Furthur Faster

Saturday, December 18, 2004

The Dark Art of the Bluff


No-limit hold-em has also been called a black art, requiring players to broadcast and decipher fake tells, master complex (mis)information and amoral psychology, all of it illuminated by bolts of hideous and beneficient fortune. Folding, the thoroughly passive gesture at the heart of strong play, can be understood in religious or spiritual terms -- as humble acceptance, for example, of a metaphysical order beyond our comprehension, sometimes known as the shuffle. While to not fold then backdoor a flush on the river after your all-in opponent filled an inside straight on the turn required voodoo theology and titanium nerves to get your mind around, not logic or math prowess.
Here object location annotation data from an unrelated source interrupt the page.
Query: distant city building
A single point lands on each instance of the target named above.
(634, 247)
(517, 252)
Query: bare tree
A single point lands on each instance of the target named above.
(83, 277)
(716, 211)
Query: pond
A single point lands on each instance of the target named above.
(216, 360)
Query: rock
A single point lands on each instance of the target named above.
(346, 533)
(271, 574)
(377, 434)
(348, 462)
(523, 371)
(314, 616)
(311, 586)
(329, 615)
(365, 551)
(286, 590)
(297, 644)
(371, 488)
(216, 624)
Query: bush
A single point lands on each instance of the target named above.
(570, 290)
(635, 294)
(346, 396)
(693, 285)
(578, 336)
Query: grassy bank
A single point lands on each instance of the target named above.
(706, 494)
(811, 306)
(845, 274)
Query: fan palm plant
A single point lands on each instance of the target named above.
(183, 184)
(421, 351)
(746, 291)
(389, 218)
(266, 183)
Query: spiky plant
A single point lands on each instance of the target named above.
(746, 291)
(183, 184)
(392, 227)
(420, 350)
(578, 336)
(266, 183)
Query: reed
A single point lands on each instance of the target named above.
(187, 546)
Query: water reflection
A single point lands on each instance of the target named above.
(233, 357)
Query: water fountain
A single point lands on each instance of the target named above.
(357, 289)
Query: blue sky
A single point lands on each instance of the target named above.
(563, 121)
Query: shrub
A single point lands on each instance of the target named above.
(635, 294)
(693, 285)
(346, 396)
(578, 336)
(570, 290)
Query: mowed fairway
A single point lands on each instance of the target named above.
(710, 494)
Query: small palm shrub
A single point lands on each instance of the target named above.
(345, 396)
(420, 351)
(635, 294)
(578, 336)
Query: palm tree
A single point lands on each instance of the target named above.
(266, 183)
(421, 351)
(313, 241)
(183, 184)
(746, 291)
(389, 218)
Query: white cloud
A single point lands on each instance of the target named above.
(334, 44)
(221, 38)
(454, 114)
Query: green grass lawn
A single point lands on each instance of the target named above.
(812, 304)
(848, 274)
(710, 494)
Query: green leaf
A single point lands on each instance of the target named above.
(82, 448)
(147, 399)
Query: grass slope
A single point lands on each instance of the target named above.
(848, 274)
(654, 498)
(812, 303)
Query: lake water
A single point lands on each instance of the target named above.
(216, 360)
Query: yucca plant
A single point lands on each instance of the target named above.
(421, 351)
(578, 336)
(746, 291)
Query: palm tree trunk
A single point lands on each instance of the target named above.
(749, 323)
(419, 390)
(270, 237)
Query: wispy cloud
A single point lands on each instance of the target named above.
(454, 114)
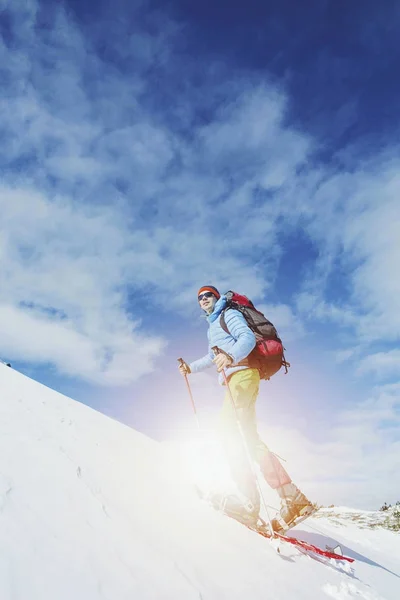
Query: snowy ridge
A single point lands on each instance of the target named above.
(93, 510)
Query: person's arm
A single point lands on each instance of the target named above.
(202, 363)
(245, 340)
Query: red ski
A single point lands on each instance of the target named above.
(264, 530)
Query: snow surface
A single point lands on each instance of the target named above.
(91, 509)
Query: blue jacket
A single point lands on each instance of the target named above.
(239, 344)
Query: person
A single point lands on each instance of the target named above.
(244, 383)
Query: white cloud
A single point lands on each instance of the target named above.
(169, 208)
(289, 325)
(358, 460)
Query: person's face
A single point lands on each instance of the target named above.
(207, 302)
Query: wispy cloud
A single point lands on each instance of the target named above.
(109, 192)
(356, 460)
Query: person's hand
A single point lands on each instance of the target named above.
(222, 361)
(184, 368)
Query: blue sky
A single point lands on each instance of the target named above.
(149, 148)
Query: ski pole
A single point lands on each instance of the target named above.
(217, 351)
(182, 362)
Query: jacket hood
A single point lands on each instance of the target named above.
(218, 308)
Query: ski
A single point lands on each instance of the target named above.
(263, 530)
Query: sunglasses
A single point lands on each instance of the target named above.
(205, 295)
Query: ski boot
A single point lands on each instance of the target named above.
(295, 507)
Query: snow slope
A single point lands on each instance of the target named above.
(92, 510)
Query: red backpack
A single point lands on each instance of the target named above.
(268, 355)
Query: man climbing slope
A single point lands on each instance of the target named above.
(244, 382)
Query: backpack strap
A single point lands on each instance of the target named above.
(223, 324)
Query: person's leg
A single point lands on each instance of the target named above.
(294, 503)
(244, 387)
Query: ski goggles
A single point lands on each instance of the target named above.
(205, 295)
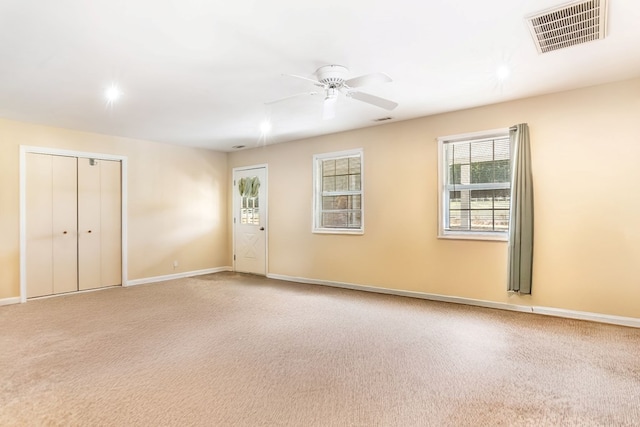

Thank Shango and Oloddumare as you rake in the pot, or perhaps your lucky stars. As my daughter Bridget has been known to explain rare phenomena: "Whatever whatever, okay?"


Despite poker's nonrational dimension, philosopher John Lukacs was moved to call it "the game closest to the Western conception of life, where life and thought are recognized as intimately combined, where free will prevails over philosophies of fate or of chance, where men are considered moral agents, and where -- at least in the short run -- the important thing is not what happens but what people think happens." With everyone's hole cards lying facedown on the table, the hand perceived to be strongest in effect is.



McManus, James; "Positively Fifth Street" p120

1 Comments:

At March 23, 2005 2:19 PM, Blogger MrGoss said...

Summing this up is basically saying that "perception is reality." This is not a new concept, but is very well stated there.